Indeed, this has already happened. Take U.S. Patent No. 5,944,839, for a “system and method for automatically maintaining a computer system.” This patent includes very broad claims applying AI to diagnosing problems with computer systems. Claim 6 of this patent states:
A method of optimizing a computer system, the method comprising the steps of:
detecting a problem in the computer system;
activating an AI engine in response to the problem detection;
utilizing, by the AI engine, selected ones of a plurality of sensors to gather information about the computer system;
determining, by the AI engine, a likely solution to the problem from the gathered information; and
when a likely solution cannot be determined, saving a state of the computer system.
Other than the final step of saving the state of the computer where a solution cannot be found, this claim essentially covers using AI to diagnose computer problems. (The claim survived a challenge before the Patent Trial and Appeal Board, but the Federal Circuit recently ordered [PDF] that the Board reconsider whether prior art, in combination, rendered the claim obvious.)
A more recent patent raises similar concerns. U.S. Patent No. 9,760,834 (the ’834 patent), owned by Hampton Creek, Inc., relates to using machine learning techniques to create models that can be used to analyze proteins. This patent is quite long, and its claims are also quite long (which makes it easier to avoid infringement because every claim limitation has to be met for there to be infringement). But the patent still reflects a worrying trend. In essence, Claim 1 of the patent amounts to ‘do machine learning on this particular type of application.’ Indeed, during the prosecution of the patent application, Hampton Creek argued [PDF] that prior art could be distinguished because it merely described applying machine learning to “assay data” rather than explicitly applying the techniques to protein fragments.

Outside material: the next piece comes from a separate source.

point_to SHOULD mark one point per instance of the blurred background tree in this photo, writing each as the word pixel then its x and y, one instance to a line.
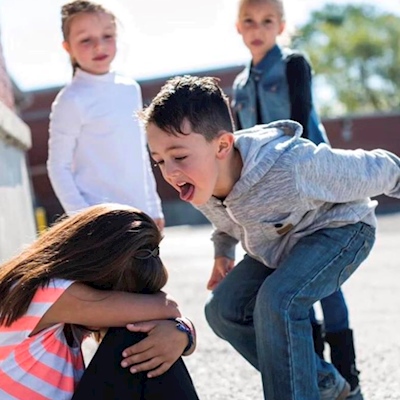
pixel 355 54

More specifically, the patent follows Claim 1 with a variety of subsequent claims that amount to ‘When you’re doing that machine learning from Claim 1, use this particular well-known pre-existing machine learning algorithm.’ Indeed, in our opinion the patent reads like the table of contents of an intro to AI textbook. It covers using just about every standard machine learning technique you’d expect to learn in an intro to AI class—including linear and nonlinear regression, k-nearest neighbor, clustering, support vector machines, principal component analysis, feature selection using lasso or elastic net, Gaussian processes, and even decision trees—but applied to the specific example of proteins and data you can measure about them. Certainly, applying these techniques to proteins may be a worthwhile and time-consuming enterprise. But that does not mean it deserves a patent. A company should not get a multi-year monopoly on using well-known techniques in a particular domain where there was no reason to think the techniques couldn’t be used in that domain (even if they were the first to apply the techniques there). A patent like this doesn’t really bring any new technology to the table; it simply limits the areas in which an existing tool can be used. For this reason, we are declaring the ’834 patent our latest Stupid Patent of the Month.

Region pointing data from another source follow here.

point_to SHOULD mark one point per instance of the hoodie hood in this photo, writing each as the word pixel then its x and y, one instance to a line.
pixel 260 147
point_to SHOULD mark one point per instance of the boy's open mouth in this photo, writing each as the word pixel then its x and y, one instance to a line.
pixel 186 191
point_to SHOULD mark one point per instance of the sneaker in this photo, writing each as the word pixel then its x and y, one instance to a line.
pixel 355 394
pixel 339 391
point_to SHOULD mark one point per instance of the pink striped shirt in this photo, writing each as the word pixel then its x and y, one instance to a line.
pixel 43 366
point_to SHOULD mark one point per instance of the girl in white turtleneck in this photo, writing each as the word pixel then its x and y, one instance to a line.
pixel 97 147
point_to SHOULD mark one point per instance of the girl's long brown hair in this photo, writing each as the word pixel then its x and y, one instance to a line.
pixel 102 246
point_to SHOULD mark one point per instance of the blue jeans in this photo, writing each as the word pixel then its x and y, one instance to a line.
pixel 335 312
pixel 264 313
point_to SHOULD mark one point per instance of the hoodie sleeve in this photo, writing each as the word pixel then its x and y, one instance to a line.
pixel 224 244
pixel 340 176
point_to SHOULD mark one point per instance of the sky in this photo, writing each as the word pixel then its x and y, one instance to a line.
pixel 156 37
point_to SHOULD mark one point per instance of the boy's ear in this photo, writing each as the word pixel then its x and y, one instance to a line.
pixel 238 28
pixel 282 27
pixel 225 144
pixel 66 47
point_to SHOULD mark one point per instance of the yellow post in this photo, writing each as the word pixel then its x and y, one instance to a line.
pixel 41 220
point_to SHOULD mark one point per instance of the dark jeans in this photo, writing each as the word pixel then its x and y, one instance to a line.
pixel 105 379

In fairness, the ’834 patent is not as egregious as some of the other patents we have selected for this dubious ‘honor.’ But we still think the patent is worth highlighting in this series because the problems similar patents could create for innovation and economic progress might be much more serious. Handing out patents on using well-known machine learning techniques but limited to a particular field merely encourages an arms race where everyone, even companies doing routine development, attempts to patent their work. The end result is a minefield of low-quality machine learning patents, each applying the entire field of machine learning to a niche sub-problem. Such an environment will fuel patent trolling and hurt startups that want to use machine learning as a small part of the larger novel technologies they want to bring to market.
We recently launched a major project monitoring advances in artificial intelligence and machine learning. As we pursue this project, we’ll also monitor patenting in AI and try to gauge its impact on progress.